Last week, with the Panthers facing a short week and playing on Thursday Night Football, Matt Rhule based the team’s practice and training schedule on that of Tom Coughlin, a friend and mentor and the former head coach of the New York Giants, where Rhule spent his only season as an NFL assistant in 2012. In fact, Rhule has used Coughlin’s methods multiple times in his first season as head coach of the Carolina Panthers – from how to travel to the west coast to how he interacts with players. Rhule said that when he got his first head coaching gig at Temple in 2013, he tried to apply all the things that he’d learned from Coughlin to make him a better head coach.
But in an alternate timeline, Rhule would have been a branch on a different coaching tree as Chiefs Head Coach Andy Reid revealed that he wanted to hire Rhule to his Eagles staff – on the recommendation of his son Britt, who worked under Rhule at Temple.
“He and my son [Britt] are close from the Temple days and then my youngest son [Spencer Reid] played there and they both think the world of Matt,” Reid told Panthers media ahead of the Panthers and Chiefs squaring off at Arrowhead on Sunday. “I got to know Matt just through my sons and Britt, the son that works with me here, he wanted me to hire Matt and I had no spot, which was a dumb thing…I should have found a spot [for him].”
While Britt Reid was a graduate assistant under Rhule, who was offensive coordinator, for the 2010 & 2011 season, his younger brother Spencer was a redshirt freshman running back – obviously, the Reid brothers liked what they saw in Rhule, who had started at Temple as defensive line coach before flipping over to the offensive side of the ball.
“My son just kept saying, ‘this guy is an unbelievable football coach, he’s so smart, he knows both sides of the ball, he can coach anything and I’m just telling you, he’s a star down the road,'” recounted the Chiefs coach. “I go, ‘OK, I want this guy,’ but at the time I had a good staff and I didn’t have room to bring somebody in. There was just no space, period. Or I would have brought him in.”
Rhule instead joined Tom Coughlin’s staff with the New York Giants as assistant offensive line coach in 2012 – which meant Reid would have to see Rhule on the opposite sideline coaching a division rival twice that season.

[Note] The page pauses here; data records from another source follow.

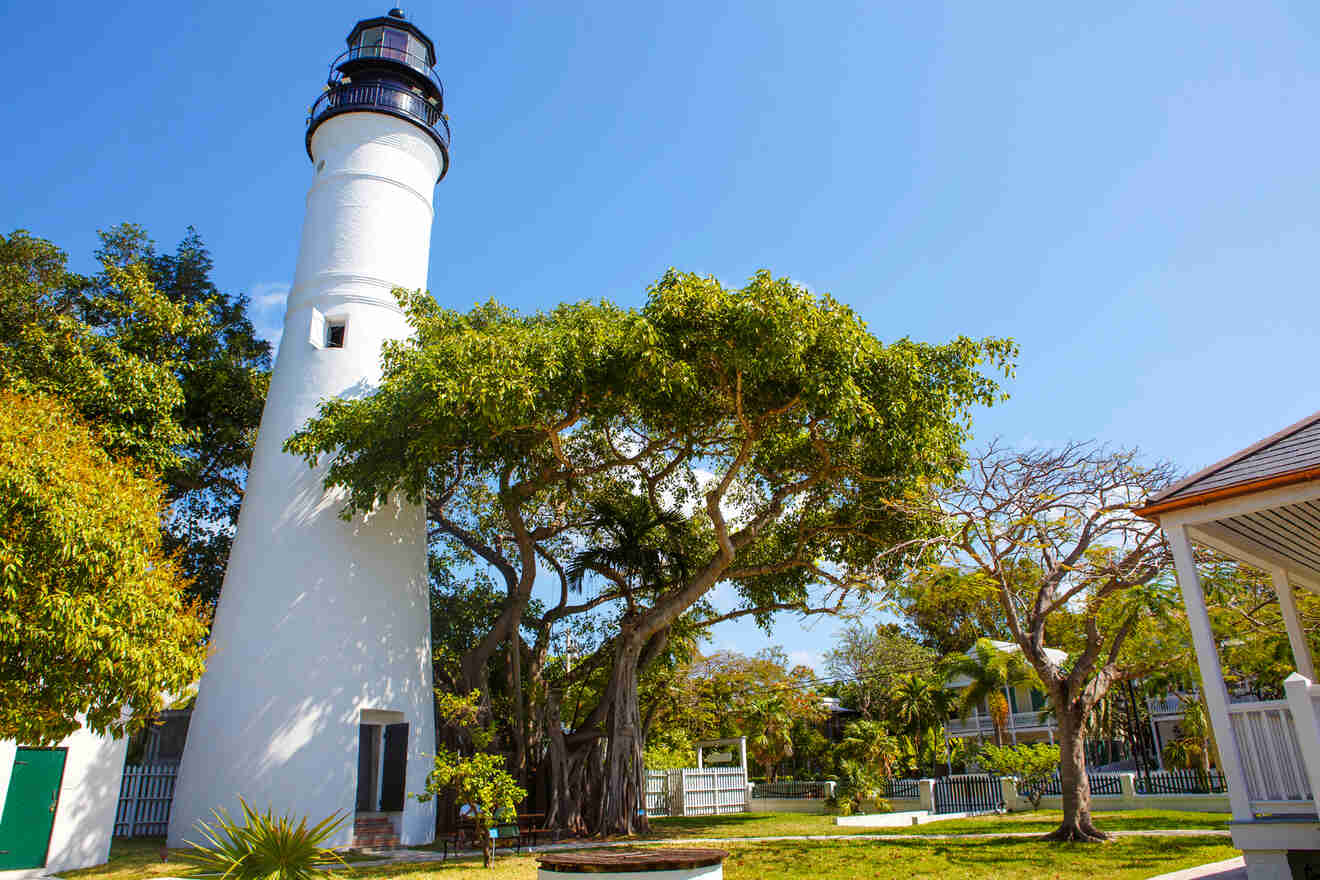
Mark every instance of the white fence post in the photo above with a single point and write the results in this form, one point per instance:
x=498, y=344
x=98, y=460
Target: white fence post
x=1306, y=727
x=1009, y=792
x=1127, y=786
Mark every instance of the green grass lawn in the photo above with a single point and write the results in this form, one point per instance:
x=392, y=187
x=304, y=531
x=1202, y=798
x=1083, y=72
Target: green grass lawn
x=768, y=825
x=1003, y=859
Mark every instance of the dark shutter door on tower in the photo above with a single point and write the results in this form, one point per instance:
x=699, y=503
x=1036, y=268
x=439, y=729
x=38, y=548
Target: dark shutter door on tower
x=395, y=768
x=366, y=769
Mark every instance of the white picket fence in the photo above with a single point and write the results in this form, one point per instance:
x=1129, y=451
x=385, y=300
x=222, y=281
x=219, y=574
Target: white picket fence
x=144, y=800
x=696, y=792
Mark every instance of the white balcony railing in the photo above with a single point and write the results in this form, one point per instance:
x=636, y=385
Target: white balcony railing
x=1271, y=756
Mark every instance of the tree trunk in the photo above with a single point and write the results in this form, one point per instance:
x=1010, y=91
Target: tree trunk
x=1072, y=773
x=623, y=768
x=565, y=808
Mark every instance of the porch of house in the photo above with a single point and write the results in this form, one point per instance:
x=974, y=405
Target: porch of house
x=1259, y=507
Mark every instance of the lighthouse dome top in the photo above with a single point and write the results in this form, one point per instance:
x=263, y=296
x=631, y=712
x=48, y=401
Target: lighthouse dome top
x=387, y=69
x=394, y=37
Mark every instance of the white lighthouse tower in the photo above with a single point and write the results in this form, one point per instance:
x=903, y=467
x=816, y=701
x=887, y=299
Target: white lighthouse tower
x=317, y=695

“I’m going, ‘Dog gone, that’s not where we wanted him to go’ – but he sure got good experience from Coach Coughlin.”
Rhule says Britt did a tremendous job with him at Temple and the elder Reid has always been “fantastic” to both Rhule and his family; the Panthers head coach has tried to emulate Reid’s “legendary” work ethic as well as his consistency – Rhule has often said that he wants his team to practice and play the same whether they’re winning or losing – as he builds a culture here in Carolina.
He jokes that he was pushing Britt Reid to get him a job on his fathers’ staff in Philadelphia.
“The opportunity to have coached under Coach Reid would have been something that any young coach would want,” said Rhule. “The one thing I’ve always taken away….he never panicked, he never changed things up whether they won or they lost. The plan is the plan, the process is the process.”
“That’s the message that I personally took away from my time around him that I’ve tried to apply.”
Reid, one of the most successful head coaches in NFL history whose disciples include John Harbaugh, Sean McDermott and former Panthers coach Ron Rivera, says he’s already been impressed with what Rhule’s brought to the Panthers.
“He’s got great energy,” said Reid. “He’s smart, demanding – all of those things. And he’s honest…he’s not going to tell you stories. And normally, that gives you opportunities to last a while in this league.”
Now the two will square off on Sunday.